There is something almost familiar about the terrain, but just slightly unearthly, slightly unsettling. The remote chill of Conversations goes to the opposite extreme in the apocalyptic, fiery Magma, where the central pit of flames seems to be encroaching on the surrounding land, dragging everything into its destructive force and igniting the surface with an ash-streaked, orange glow.
Likewise, the forces of nature swirl violently from the centre of Conversations with the Moon II, as turbulent waters collide from multiple directions into a turbulent whirlpool.

Megan Huffadine's signature style focuses on iconography and visual language, the ways in which we record and recall history, memories, and geographical locations.
The ``cairn'' is one such emblem, traditionally a pile of stones, used to point the way on a journey, to mark a burial site, or as part of a spiritual ceremony.
Her new exhibition looks at that ritual of creating a visual reference as a form of commemoration, which we continue to adapt in everyday life.

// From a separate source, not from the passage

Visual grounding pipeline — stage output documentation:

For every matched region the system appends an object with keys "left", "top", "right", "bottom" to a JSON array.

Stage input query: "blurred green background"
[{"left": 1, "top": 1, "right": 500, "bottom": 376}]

Huffadine considers both the enduring and fleeting nature of markers - ``the permanency of stone and metal alongside the ephemeral roadside shrines made of plastic windmills, flowers and grief'' - but also the way they become part of the landscape in which they are placed and the way we react to them.
The works themselves look like museum artefacts, like memory boxes, like tribal treasures. The use of colour - the palette restricted to earthy red, yellow and brown tones in one piece, and blues and greys in another - evokes the idea of dirt, dust and mountains, or of sea and sky, in a way that is more resonant than an exact representation.
Towering layer upon layer of symbols invites the viewer to make emotional connections for themselves, to see a shape and let a thought or a memory be triggered.